A second investor group (the "SIG") requested that some plaintiffs be allowed back into the class. These plaintiffs had properly filed requests for exclusion prior to February 6, 2016 in accordance with the Notice of Pendency of Class Action, and filed their own individual actions. In their October 3, 2016 letter to the Court, the SIG argued that since the subsequent settlement notice allowed class action plaintiffs who failed to request exclusion by February 6, 2016 another opportunity to opt out, the members of the SIG who timely requested exclusion should be afforded an opportunity to opt back into the class. This approach would allow separate plaintiffs to take a wait-and-see approach and then make their decision based on key developments that occurred since February 6, 2016, such as the Court’s decision regarding cross-motions for summary judgment. After noting that neither BP nor the Lead Plaintiffs opposed the request, and that the addition of the SIG would likely not alter the settlement agreement, Judge Ellison ultimately agreed with the SIG.
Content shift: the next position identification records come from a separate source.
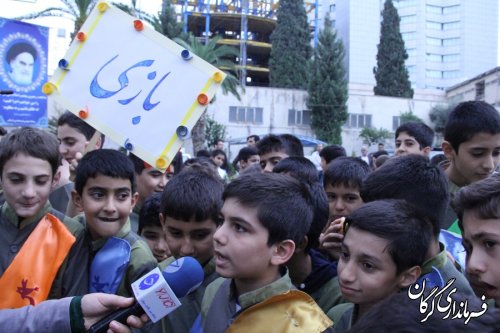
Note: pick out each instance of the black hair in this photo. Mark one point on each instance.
(414, 179)
(68, 118)
(303, 169)
(149, 215)
(331, 152)
(400, 313)
(283, 204)
(422, 133)
(468, 119)
(105, 162)
(254, 136)
(32, 142)
(245, 153)
(483, 197)
(287, 143)
(407, 231)
(195, 194)
(346, 171)
(19, 48)
(298, 167)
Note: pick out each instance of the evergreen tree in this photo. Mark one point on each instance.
(291, 47)
(391, 74)
(328, 87)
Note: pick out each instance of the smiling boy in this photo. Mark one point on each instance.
(478, 209)
(41, 248)
(384, 246)
(105, 193)
(264, 215)
(472, 146)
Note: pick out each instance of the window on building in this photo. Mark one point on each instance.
(61, 32)
(433, 74)
(480, 91)
(433, 41)
(433, 9)
(451, 9)
(408, 19)
(246, 115)
(451, 25)
(433, 25)
(451, 74)
(451, 58)
(433, 57)
(451, 41)
(357, 120)
(409, 35)
(299, 117)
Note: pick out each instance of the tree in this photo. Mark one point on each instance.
(214, 131)
(327, 90)
(77, 10)
(391, 74)
(409, 116)
(217, 55)
(291, 48)
(438, 116)
(372, 135)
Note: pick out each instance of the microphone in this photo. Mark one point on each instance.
(157, 292)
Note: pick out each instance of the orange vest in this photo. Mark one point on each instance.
(29, 277)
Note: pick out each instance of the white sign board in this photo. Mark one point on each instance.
(136, 86)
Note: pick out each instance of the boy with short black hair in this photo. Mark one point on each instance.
(189, 213)
(150, 228)
(385, 243)
(105, 193)
(472, 146)
(329, 153)
(414, 137)
(42, 250)
(413, 179)
(264, 215)
(310, 270)
(74, 136)
(273, 148)
(478, 210)
(342, 184)
(149, 180)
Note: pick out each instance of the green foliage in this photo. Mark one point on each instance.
(372, 135)
(291, 48)
(327, 89)
(438, 116)
(391, 74)
(214, 131)
(409, 116)
(77, 10)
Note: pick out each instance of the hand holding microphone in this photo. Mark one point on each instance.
(157, 292)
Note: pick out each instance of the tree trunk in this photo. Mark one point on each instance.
(198, 133)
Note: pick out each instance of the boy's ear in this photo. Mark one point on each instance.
(134, 199)
(283, 251)
(447, 150)
(77, 200)
(409, 276)
(55, 180)
(302, 245)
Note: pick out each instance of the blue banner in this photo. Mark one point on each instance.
(23, 71)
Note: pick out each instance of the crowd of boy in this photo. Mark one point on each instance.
(284, 247)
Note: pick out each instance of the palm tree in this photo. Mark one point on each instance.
(219, 56)
(78, 10)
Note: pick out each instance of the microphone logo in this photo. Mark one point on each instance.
(149, 281)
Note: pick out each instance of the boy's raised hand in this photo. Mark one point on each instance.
(330, 240)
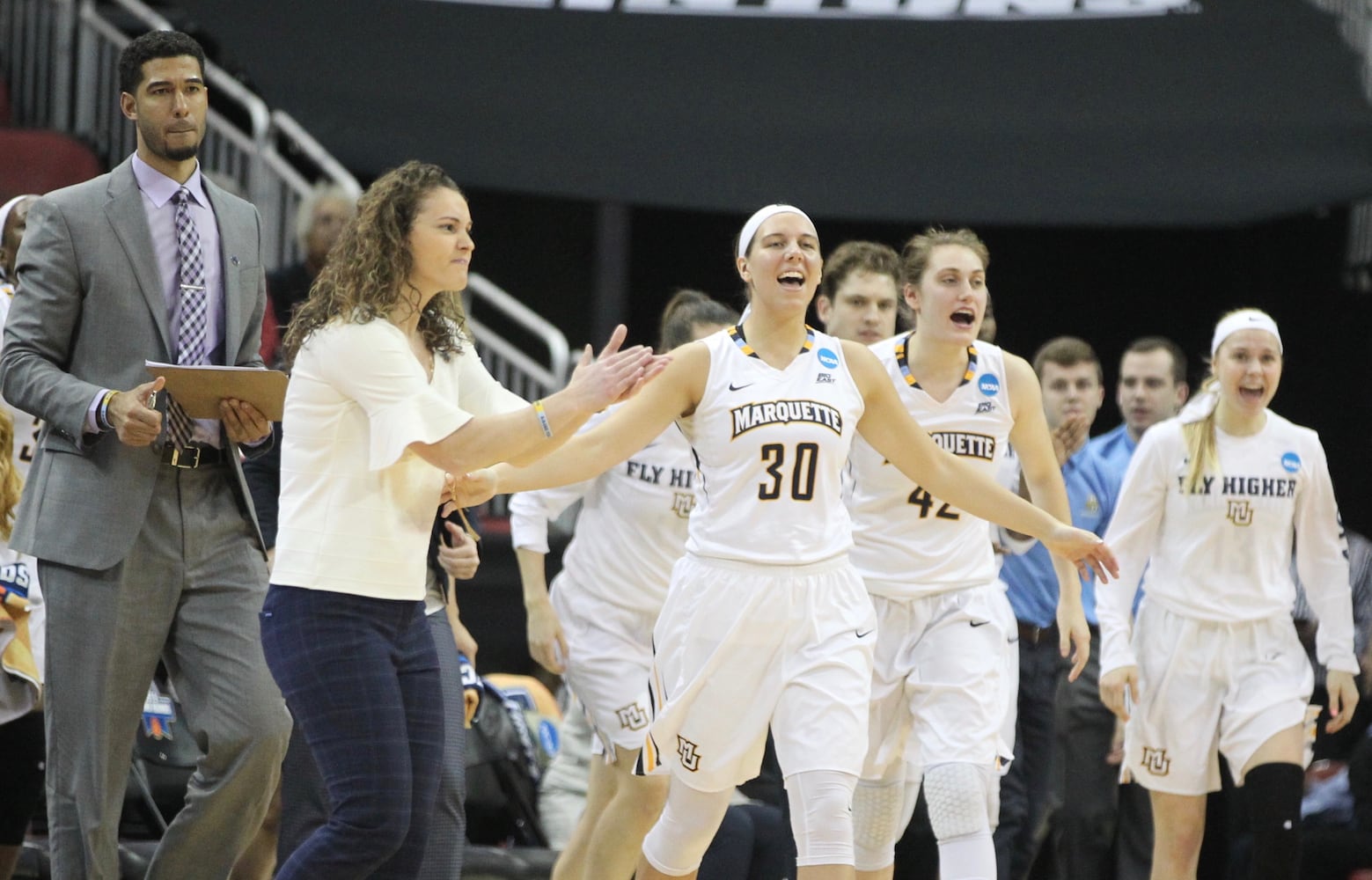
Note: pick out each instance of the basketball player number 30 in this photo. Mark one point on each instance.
(802, 473)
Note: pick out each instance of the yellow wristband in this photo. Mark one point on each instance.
(542, 418)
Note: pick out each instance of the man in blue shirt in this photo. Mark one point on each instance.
(1073, 390)
(1091, 839)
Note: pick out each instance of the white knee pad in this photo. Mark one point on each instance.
(678, 842)
(881, 810)
(821, 816)
(962, 798)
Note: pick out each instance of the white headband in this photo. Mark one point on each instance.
(1244, 319)
(745, 238)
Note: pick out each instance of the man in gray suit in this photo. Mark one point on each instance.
(146, 536)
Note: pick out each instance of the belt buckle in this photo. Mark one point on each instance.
(183, 458)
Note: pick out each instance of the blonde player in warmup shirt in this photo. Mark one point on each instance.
(939, 695)
(1212, 504)
(597, 625)
(766, 620)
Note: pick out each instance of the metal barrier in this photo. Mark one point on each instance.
(62, 59)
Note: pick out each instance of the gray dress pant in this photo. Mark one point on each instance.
(188, 593)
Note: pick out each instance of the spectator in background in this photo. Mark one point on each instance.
(939, 695)
(319, 221)
(167, 561)
(1072, 382)
(859, 296)
(1104, 828)
(22, 630)
(770, 627)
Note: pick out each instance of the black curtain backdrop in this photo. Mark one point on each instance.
(1234, 113)
(1132, 176)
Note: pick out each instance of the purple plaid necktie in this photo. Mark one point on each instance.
(189, 311)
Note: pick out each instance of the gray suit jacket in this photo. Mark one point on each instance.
(86, 313)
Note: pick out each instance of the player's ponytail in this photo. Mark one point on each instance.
(685, 312)
(1200, 436)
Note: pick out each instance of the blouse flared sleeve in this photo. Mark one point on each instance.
(1322, 559)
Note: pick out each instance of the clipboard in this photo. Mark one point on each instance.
(199, 389)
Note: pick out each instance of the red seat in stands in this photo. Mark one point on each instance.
(40, 161)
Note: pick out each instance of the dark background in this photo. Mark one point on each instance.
(1131, 176)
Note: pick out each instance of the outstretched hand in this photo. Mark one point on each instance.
(616, 374)
(132, 416)
(1085, 551)
(466, 490)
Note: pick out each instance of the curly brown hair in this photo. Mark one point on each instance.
(10, 482)
(367, 275)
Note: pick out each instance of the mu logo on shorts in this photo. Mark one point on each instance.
(1156, 761)
(682, 502)
(631, 717)
(686, 750)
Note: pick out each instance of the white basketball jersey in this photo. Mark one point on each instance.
(771, 446)
(907, 543)
(631, 527)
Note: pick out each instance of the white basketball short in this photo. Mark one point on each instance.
(937, 693)
(1207, 688)
(740, 647)
(609, 658)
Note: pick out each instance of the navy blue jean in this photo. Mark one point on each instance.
(361, 678)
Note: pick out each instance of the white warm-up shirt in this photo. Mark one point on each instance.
(357, 505)
(631, 527)
(1224, 554)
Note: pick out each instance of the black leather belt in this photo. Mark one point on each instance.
(193, 456)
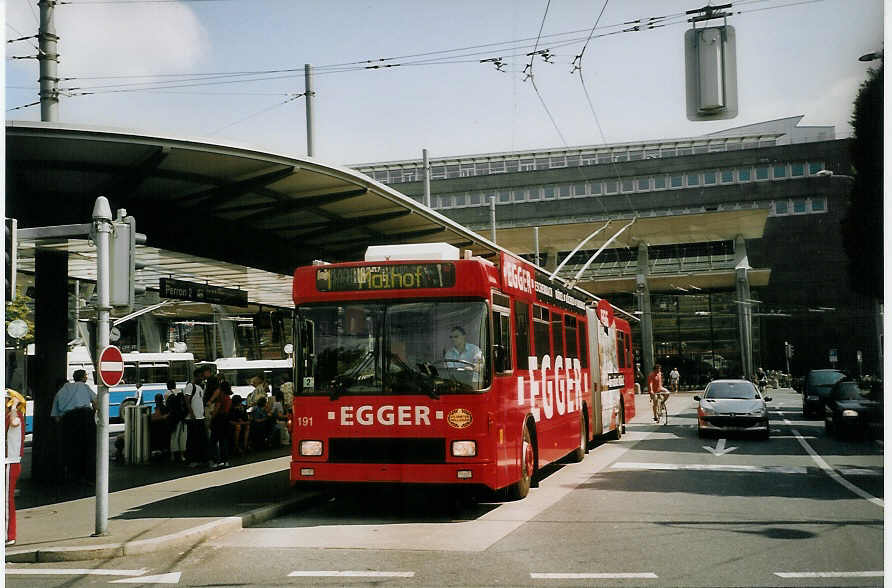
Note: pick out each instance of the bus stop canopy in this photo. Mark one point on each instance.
(228, 215)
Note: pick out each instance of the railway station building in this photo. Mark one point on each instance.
(733, 230)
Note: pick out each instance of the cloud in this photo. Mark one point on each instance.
(119, 39)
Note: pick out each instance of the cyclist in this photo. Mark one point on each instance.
(674, 378)
(656, 390)
(761, 380)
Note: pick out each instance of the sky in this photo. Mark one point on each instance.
(794, 57)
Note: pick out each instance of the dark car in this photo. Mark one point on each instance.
(732, 405)
(816, 389)
(848, 412)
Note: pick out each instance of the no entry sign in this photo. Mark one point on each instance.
(111, 366)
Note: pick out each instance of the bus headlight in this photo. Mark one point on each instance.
(311, 447)
(464, 448)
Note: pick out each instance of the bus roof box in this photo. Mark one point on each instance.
(412, 251)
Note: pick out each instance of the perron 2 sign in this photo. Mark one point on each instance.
(182, 290)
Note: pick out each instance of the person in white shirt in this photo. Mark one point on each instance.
(468, 355)
(674, 378)
(196, 432)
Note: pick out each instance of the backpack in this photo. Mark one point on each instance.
(176, 405)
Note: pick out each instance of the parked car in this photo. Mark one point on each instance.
(848, 411)
(732, 405)
(816, 389)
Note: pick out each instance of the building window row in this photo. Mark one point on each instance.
(519, 163)
(692, 179)
(791, 206)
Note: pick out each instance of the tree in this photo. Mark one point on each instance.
(863, 226)
(19, 309)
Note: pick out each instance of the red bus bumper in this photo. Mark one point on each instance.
(446, 473)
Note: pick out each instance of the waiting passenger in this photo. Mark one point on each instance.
(239, 425)
(159, 431)
(177, 411)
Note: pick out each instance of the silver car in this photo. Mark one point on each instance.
(732, 405)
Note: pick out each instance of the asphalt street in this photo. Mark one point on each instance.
(661, 507)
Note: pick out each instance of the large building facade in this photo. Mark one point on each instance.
(713, 300)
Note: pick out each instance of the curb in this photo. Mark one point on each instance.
(187, 538)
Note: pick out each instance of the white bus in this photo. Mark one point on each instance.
(239, 371)
(145, 374)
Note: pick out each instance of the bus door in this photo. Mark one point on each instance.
(594, 356)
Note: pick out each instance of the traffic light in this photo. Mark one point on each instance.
(10, 257)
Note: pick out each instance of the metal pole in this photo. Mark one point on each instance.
(425, 163)
(492, 216)
(102, 220)
(308, 99)
(49, 62)
(536, 239)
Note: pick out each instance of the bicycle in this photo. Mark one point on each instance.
(662, 411)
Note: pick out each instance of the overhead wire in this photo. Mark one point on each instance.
(259, 112)
(533, 81)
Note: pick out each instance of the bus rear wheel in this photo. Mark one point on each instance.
(620, 423)
(527, 467)
(581, 449)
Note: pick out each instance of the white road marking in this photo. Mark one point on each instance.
(719, 448)
(859, 472)
(829, 574)
(591, 576)
(630, 465)
(461, 536)
(832, 473)
(348, 574)
(169, 578)
(70, 572)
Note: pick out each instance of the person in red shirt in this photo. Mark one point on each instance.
(15, 448)
(655, 388)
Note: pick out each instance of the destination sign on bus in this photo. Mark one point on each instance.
(408, 276)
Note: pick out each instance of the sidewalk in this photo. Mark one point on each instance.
(151, 507)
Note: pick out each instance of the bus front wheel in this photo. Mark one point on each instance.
(527, 467)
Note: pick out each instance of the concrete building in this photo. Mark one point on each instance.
(735, 251)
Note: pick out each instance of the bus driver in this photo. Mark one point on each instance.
(468, 355)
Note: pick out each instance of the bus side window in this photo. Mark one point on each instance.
(522, 333)
(501, 341)
(501, 332)
(621, 358)
(557, 332)
(570, 324)
(541, 331)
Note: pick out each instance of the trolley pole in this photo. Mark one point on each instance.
(102, 223)
(49, 62)
(492, 216)
(426, 166)
(536, 239)
(308, 99)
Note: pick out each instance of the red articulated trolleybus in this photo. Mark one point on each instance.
(416, 366)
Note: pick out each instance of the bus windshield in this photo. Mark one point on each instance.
(431, 348)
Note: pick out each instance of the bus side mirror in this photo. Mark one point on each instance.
(499, 357)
This decision is important for institutional investors, class counsel, and defendants settling class actions. For institutional investors, this decision supports the proposition that individual plaintiffs who timely requested exclusion can now file separate actions to preserve their repose rights, and then opt back into any favorable class settlement. It will likely complicate class counsel’s process of issuing its notices of settlement, which typically set forth the amount recovered per share. Without knowing whether individual action plaintiffs ("IAPs") will opt back into a settlement, such numbers will be nearly impossible to calculate. On the other hand, this decision adds an element of unpredictability to negotiations that may benefit settling defendants—class counsel could now agree to a settlement assuming that IAPs are not included, only to have IAPs opt back into the settlement. In the end, a settling defendant may actually resolve more claims than it originally expected while still only paying its agreed upon settlement amount.
Ironically, the IAPs presumably filed separate actions so that they could recover a greater amount than they would have had they remained in the class. However, those that opted back into the class essentially abandoned their arguably strongest claims (those claims based on the post-spill allegations). They chose instead to participate in the class settlement (and perhaps dilute the class recovery of those who did not file individual actions).